Family and friends, the curious and a few stragglers, crammed into Court No5 on the first Monday of the French Open to see if the fuss about Great Britain’s latest tennis acquisition, Aljaz Bedene – once of Slovenia and latterly of Welwyn Garden City – was warranted. It just about was.
Bedene lost in his first major under the colours – in the first round, true to stereotype – but he gave almost as good as he got against one of the best young players on the tour, Dominic Thiem.
Bedene is ranked 75th in the world and thus is officially Britain’s second best player behind Andy Murray, who has given him the nod in his quest to play Davis Cup for his adopted country.
The 21-year-old Austrian from Lichtenworth (which, at a stretch, sounds like a village in Hertfordshire) won 6-3, 6-4, 6-7, 6-3 in three hours and 22 minutes – one of the longest matches of the day – and had a little too much pop on his winning shots in the tight exchanges, although the quality of the tennis was excellent for an outside court. It is a shame the court was not as good as the tennis.
The players did well not to decapitate any of the officials, so ridiculously short was the stretch between baseline and the back wall. At times, each of them received the ball just a couple of feet in front of the line judges, who had to step adroitly and as unobtrusively as possible to avoid what would have been an embarrassing and painful incident.
Week in, week out players outside the elite face such challenges – which does not justify squeezing them into such a cramped space in a grand slam tournament. The Roland Garros organisers – already under pressure for the breach of security which saw a young man invade Court Philippe Chatrier on Sunday to grab a selfie alongside Roger Federer – might like to take a close look at the layout of the courts during their upcoming expansion programme.
Thiem, ranked accurately at No31, had two break points as early as the second game but Bedene stayed calm and an ace helped him hold. Thereafter it was an intriguing tussle, the Austrian hitting hard at the lines with enough profit to take the first set comfortably, the second less so.
Faced with a straight-sets exit in his first slam, Bedene showed admirable fight, exchanging breaks midway through the third set and forcing a tie-break. He went 3-1 up and levelled at 4-4 before Thiem served to 6-4 and match point. A double fault by his opponent gave Bedene another look with two serves in hand. He got to 7-6 and Thiem struck a forehand wide to hand him the set.

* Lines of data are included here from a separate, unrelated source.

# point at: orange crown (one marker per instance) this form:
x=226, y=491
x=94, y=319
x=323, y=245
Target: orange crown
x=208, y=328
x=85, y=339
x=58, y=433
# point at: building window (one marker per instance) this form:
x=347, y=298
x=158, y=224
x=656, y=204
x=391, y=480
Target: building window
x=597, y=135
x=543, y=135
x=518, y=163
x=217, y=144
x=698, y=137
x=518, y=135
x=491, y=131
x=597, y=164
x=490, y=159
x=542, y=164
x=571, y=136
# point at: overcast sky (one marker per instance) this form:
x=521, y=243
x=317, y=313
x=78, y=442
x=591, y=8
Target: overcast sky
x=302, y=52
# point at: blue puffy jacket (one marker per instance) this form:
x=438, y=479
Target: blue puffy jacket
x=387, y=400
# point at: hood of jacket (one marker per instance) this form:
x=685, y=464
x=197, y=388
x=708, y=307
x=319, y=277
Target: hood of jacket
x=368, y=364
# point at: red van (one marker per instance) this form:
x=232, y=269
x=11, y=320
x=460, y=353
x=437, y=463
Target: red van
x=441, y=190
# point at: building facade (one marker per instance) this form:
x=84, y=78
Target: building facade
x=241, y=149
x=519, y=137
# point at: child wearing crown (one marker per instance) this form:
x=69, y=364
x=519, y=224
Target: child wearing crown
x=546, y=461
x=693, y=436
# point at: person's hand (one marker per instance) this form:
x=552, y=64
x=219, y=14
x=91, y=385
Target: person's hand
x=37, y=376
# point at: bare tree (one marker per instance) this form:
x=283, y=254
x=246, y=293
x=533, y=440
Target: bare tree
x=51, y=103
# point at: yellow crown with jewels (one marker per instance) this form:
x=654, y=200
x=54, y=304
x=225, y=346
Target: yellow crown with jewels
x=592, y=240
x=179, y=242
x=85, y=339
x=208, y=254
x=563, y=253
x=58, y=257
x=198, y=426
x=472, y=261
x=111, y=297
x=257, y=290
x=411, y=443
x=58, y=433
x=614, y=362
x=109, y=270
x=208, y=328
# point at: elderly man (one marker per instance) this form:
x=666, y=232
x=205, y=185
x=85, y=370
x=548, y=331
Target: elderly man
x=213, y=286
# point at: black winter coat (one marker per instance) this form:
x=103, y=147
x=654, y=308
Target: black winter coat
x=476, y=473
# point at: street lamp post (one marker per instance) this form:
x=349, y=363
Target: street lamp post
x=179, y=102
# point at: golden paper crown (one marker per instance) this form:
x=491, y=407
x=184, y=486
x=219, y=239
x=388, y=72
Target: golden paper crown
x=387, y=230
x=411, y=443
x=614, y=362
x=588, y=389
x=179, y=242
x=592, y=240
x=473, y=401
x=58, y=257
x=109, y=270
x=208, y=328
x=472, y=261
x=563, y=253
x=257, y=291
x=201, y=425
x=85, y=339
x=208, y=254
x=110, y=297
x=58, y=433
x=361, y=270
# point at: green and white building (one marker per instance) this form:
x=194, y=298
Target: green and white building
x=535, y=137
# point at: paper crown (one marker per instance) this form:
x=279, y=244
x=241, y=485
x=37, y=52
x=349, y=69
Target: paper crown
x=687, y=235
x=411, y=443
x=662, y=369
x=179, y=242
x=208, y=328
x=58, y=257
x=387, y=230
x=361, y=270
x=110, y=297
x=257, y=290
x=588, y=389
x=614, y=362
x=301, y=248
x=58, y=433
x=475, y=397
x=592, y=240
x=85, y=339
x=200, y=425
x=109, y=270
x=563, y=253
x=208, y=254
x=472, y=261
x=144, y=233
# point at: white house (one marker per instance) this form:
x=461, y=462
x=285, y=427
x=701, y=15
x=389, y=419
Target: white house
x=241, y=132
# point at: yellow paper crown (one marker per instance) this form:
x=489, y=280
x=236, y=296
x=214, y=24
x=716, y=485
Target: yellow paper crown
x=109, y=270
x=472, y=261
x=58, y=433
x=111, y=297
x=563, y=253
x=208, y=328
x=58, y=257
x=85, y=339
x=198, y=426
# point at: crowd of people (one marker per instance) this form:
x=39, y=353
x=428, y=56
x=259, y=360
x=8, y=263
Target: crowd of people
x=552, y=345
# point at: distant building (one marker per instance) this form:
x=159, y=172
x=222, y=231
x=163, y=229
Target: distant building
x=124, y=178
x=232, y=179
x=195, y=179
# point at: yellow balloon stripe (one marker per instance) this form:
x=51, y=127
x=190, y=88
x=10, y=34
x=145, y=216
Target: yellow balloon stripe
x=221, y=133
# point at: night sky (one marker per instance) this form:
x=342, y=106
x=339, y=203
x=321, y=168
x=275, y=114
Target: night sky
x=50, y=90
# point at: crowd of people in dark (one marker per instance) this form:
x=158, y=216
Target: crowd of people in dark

At 2-1 in the fourth, Bedene took a medical time-out for attention to a recurring wrist problem, one which he had earlier identified, curiously, as “more mental than physical”. He fell behind to 1-4 and served to stay in the tournament at 2-5, still going for his shots and stretching his opponent in every rally. But Thiem closed it out with his eighth and ninth aces of an entertaining match.
The 25-year-old Bedene became a British citizen in March after five years’ residency, but until now was probably as well known to a wider audience for his pop singer girlfriend, Kimalie, as his proficiency on clay. He is doing his best to change his profile and at least showed he has the weapons to give it a good shot.